Tuesday, April 13, 2010

Take Me Out To The Ballgame...

Monday afternoon was everything baseball's opening day should be: sunny, almost seventy degrees; throngs filling Miller Park to capacity; the hometown Brewers in crisp white uniforms, heroic, lithe and testosterone laden.

The world of the fan is a swirl of pungent aromas. It begins with forty five thousand eight hundred and eight people in close proximity, many sweating beer. Add to that a variety of high notes: popcorn over here, pizza over there, bratwurst all around, and beer, beer and more beer. The sweet and sour mix signals spring's arrival.

While one can anticipate the stadium's "surround-smell environment," a winning game is less predictable. Alas, the boys of spring were inconsistent, leaving multiple runners on base at innings' end. As Abba Eban once quipped (not about the Brewers) "they never miss(ed) an opportunity to miss an opportunity."
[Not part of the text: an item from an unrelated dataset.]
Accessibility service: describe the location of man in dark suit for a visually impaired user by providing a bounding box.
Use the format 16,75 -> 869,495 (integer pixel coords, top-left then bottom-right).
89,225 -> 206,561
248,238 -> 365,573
Yet, the magic of opening day trumps the final score. Who cares who won? The season has just begun; there will be another one hundred and sixty one opportunities to win. What's more, baseball infuses the coming months with the possibility of existential redemption. As Roger Angell wrote in Once More Around the Park:

"Baseball is the writer's game, and its train of thought, we come to sense, is a shuttle, carrying us constantly forward to the next pitch or inning, or the sudden double into the left-field corner, but we keep hold of the other half of our [train] ticket, for the return trip on the same line. We anticipate happily, and, coming home, reenter an old landscape brightened with fresh colors. Baseball games and plays and mannerisms-the angle of a cap-fade stubbornly and come to mind unbidden, putting us back in some particular park on that special October afternoon or June evening. The players are as young as ever, and we, perhaps not entirely old."